Greek Finance Minister Evangelos Venizelos told Parliament Wednesday that the nation has not fully grasped its economic peril, and that the national economy “could cease operating” if it fails to approve more spending reforms. The Wall Street Journal reported that international creditors are demanding more than $8 billion in new austerity measures.

The government said it would propose a new cost-cutting plan later in the day, on top of previous tax increases and budget trims. It is an effort aimed at securing an $11 billion segment of last year's $159 billion bailout from the International Monetary Fund, the European Union and the European Central Bank. The bid also aims to keep the Athens government from running out of money.

But there is rising discontent among Greeks as the government seeks to meet the demands of international financial markets to correct years of deficit spending. Greek transportation workers have called for a one-day protest strike on Thursday, and the country's two biggest labor unions have scheduled 24-hour strikes for October 5 and 19.

Greece is mired in the third year of a recession, with its economy projected to shrink 5.5 percent this year.
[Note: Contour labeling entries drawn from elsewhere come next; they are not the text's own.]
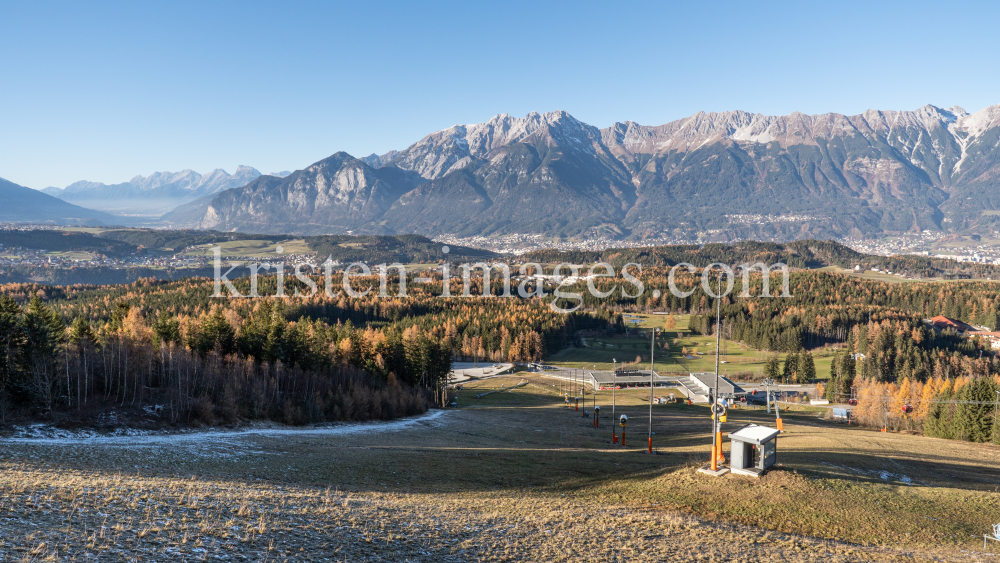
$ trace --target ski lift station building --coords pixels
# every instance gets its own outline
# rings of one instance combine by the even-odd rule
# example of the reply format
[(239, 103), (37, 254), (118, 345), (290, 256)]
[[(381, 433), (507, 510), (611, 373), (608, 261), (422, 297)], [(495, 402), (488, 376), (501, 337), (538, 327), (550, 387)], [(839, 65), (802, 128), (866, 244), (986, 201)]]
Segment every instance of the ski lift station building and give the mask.
[(729, 434), (729, 470), (760, 477), (778, 460), (778, 429), (748, 424)]
[[(591, 371), (590, 383), (595, 389), (611, 389), (618, 386), (619, 389), (626, 388), (649, 388), (649, 370), (618, 370), (611, 371)], [(660, 375), (653, 372), (653, 387), (668, 388), (677, 391), (692, 402), (708, 403), (709, 394), (715, 389), (715, 372), (690, 373), (688, 375)], [(730, 381), (727, 377), (719, 377), (719, 394), (723, 397), (739, 397), (747, 395), (739, 385)]]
With the economic contraction, tax revenues have fallen, making it more difficult for the government to meet the terms of the bailout agreement.

Venizelos issued his new warning about the country's financial peril just hours after completing a second round of debt talks with Greece's creditors. The EU reported that good progress was made along with the agreement for inspectors to return to Greece to continue their review of economic reforms.

Despite Greece's financial woes, Venizelos vowed after the meeting that “Greece is and will always be a member of the eurozone,” the bloc of 17 nations that uses the common euro currency.

But it is up to the inspectors to determine if Greece is meeting lenders' demands for spending cuts and a smaller government and whether it can receive the next loan installment.

Greece is deep in debt and has already slashed government spending, laid off thousands of civil servants, and imposed new taxes to close its budget deficit.

An IMF statement says Greece has made impressive progress. The IMF said Greece's European partners will stand by Athens as long as it continues to pursue sound policies. The statement said, “The ball is in Greece's court.”

Discussions about the Greek economy are to be discussed at this weekend's annual IMF meeting in Washington.